Pollster Marc Hellenthal doesn't believe Murkowski would return to Washington with a mandate.
"That would be a little strong, almost a little egotistical. The only reason we're doing this is because she screwed up the primary," said Hellenthal, who polled for Alaskans Standing Together, the PAC formed by Alaska Native corporations that spent nearly $1.3 million to help Murkowski win the general election.
Some Murkowski supporters, like Lori Gonzalez, of Anchorage, felt Miller's primary win was a "shock to the system" for voters who thought Murkowski would cruise to a victory over the political upstart. She saw the write-in effort as a massive do-over. "I don't really see her losing to be an option," she said.
Political scientist Carl Shepro doesn't think Murkowski has to change much, if at all.
"I would think that she was basically representing what she perceived to be the majority of Alaskans" before, he said.
Murkowski, likewise, believes she has to keep doing what she's been doing; returning to the state, meeting with voters, listening to them; but be more aggressive in her approach and make sure she truly is hearing all sides. She doesn't intend to contribute willingly to gridlock in Washington.

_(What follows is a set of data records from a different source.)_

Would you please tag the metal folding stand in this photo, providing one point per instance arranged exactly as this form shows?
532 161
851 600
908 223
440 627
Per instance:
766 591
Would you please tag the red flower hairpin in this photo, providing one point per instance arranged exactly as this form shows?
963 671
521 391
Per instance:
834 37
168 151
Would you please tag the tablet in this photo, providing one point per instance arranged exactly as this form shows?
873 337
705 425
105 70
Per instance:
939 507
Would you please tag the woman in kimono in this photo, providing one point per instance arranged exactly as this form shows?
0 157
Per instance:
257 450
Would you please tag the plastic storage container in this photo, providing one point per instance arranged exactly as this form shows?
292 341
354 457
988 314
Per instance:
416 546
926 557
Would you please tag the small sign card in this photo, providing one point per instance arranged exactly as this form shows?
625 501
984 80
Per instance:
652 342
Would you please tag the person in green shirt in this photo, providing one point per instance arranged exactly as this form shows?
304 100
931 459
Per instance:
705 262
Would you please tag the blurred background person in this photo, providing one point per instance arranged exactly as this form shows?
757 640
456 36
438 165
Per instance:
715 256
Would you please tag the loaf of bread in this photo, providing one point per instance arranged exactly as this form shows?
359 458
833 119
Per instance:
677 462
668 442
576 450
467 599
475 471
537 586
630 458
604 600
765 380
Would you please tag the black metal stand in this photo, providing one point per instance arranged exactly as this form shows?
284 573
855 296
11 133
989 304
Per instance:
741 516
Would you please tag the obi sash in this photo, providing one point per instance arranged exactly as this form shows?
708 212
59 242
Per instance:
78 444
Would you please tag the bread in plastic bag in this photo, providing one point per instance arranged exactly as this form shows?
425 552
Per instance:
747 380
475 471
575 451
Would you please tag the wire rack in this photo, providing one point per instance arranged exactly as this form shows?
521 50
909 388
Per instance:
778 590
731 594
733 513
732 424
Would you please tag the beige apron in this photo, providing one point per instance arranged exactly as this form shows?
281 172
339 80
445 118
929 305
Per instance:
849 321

"One thing that I am taking away from this election, I think Alaskans want to see a level of cooperation, a level of collaboration with not just those in my conference but with other members and really working on that consensus-building so that we get the good governance," she said.
"I don't think they want me to go back and just be an obstructionist. I think they want to see me create good things for Alaska."